From the Huffington Post:
In the Book of Common Prayer’s traditional marriage vows, which Susan and Todd have chosen to exchange this weekend, I will ask them if they will “love…comfort…honor and keep” each other. “Honor” is something that they will do. It’s not something that they will feel or sense or even bestow. It is active. It is a choice, a practice, and a discipline in the same way that loving, cherishing and keeping are.
As I am a novice marriage celebrant, and therefore appropriately daunted by the sacred task before me, I asked a number of my professional clergy friends what I should say to happy couple during the homily/sermon/message portion of the nuptial event.
The general consensus was clear about one thing: Keep it short. No one goes to a wedding to hear the celebrant preach.
Make it personal and intimate. Honor the couple. Speak to them, not the audience.
The best advice I received came from my pastor friend Tripp in Chicago. “Love [the couple] in your sermon and through your sermon,” he said.
Love.

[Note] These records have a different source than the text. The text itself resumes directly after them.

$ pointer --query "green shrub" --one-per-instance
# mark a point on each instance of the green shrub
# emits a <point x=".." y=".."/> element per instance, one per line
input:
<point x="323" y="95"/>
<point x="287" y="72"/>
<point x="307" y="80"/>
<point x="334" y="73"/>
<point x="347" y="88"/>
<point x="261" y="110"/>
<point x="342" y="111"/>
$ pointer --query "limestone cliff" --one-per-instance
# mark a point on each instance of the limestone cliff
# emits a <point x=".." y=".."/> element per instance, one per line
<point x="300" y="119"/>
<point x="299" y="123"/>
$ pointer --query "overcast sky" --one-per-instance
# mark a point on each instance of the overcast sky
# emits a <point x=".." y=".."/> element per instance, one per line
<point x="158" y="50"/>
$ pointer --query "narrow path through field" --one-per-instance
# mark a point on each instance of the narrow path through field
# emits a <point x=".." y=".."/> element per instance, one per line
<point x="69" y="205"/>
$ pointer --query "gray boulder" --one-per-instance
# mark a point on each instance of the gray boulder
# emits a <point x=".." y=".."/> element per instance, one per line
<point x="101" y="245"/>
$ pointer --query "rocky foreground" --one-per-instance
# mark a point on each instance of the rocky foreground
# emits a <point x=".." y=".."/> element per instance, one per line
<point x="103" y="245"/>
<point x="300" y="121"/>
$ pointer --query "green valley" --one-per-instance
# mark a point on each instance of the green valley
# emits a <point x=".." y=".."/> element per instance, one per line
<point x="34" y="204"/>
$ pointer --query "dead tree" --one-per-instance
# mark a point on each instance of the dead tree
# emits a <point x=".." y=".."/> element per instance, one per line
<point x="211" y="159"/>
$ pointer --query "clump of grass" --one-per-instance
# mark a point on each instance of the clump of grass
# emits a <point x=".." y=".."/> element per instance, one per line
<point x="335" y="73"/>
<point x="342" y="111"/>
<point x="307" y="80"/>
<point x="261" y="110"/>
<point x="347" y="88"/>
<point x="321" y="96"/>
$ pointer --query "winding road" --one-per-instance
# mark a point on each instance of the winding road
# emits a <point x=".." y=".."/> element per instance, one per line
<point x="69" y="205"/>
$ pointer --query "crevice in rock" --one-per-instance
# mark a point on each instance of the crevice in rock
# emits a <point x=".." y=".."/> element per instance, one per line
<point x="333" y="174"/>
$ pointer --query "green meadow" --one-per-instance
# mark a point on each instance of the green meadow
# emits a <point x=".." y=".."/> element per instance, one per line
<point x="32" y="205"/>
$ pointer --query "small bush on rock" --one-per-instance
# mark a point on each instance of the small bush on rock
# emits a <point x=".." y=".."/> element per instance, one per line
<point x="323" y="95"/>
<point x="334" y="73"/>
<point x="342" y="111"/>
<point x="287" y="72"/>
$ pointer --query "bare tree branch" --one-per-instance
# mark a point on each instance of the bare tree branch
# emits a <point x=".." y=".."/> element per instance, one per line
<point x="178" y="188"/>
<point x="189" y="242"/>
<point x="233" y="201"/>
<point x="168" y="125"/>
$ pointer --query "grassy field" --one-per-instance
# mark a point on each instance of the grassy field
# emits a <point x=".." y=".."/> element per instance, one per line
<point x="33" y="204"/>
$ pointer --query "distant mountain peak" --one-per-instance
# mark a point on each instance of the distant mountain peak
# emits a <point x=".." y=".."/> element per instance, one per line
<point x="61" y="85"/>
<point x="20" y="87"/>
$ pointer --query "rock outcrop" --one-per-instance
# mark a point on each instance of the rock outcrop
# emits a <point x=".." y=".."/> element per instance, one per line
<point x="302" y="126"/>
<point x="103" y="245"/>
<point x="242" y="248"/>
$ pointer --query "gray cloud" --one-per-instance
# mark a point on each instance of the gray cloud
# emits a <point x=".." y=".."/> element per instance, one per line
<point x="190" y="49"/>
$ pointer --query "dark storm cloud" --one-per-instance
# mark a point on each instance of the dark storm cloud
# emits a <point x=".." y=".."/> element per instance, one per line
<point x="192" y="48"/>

The verb.
When Tripp gave me that charge, it brought to mind something a clergy friend in Mississippi (we call him the Screamin’ Frenchman) told me a few years ago while we were discussing our experiences with divine grace: “Grace took me by the hand and romanced me.”
When I asked Susan what she and Todd would like me to speak about during the ceremony, she answered simply, “Grace.”
While I’m still working on my very brief (promise!) remarks for the wedding, I am certain I will remind Susan and Todd, while waves crash on the shore announcing the Holy Spirit moving across the surface of the waters behind them, that God lovingly took each of them by the hand and led them to the other.
There’s more at the link.
Speaking for myself: I agree with the idea of keeping it brief, and keeping it simple. Many couples choose the famous “love” portion from Paul’s letter to the Corinthians. When they do, I like to remind those gathered that Paul wasn’t speaking about romantic love, but communal, Christian love.
And then I turn it around to address the congregation:
I’d ask all of us here, this community, all the family and friends gathered here, to take those words to heart, to make of them a prayer — and then to give them back, as a kind of gift, to this couple.
I’d ask all of us to strive, very simply, to be the very definition of love for this couple.
To be patient with them. To be kind to them. Rejoice with them. Bear with them. Believe with them. Hope with them. Endure with them.
This is what Paul asks of the Corinthians – and, really, it’s what Christ asks of us. If we truly live this way – with this couple and with one another – we will give this bride and groom gifts more valuable than any on their registry. They are gifts that won’t tarnish and won’t wear out. Gifts that this couple is already eager to share with one another. But they are things you can never have too much of.
I’m speaking, of course, of Love. And hope.
Anyway: I wish Cathleen Falsani luck. But I think she’s on the right track — and I hope she posts her homily online.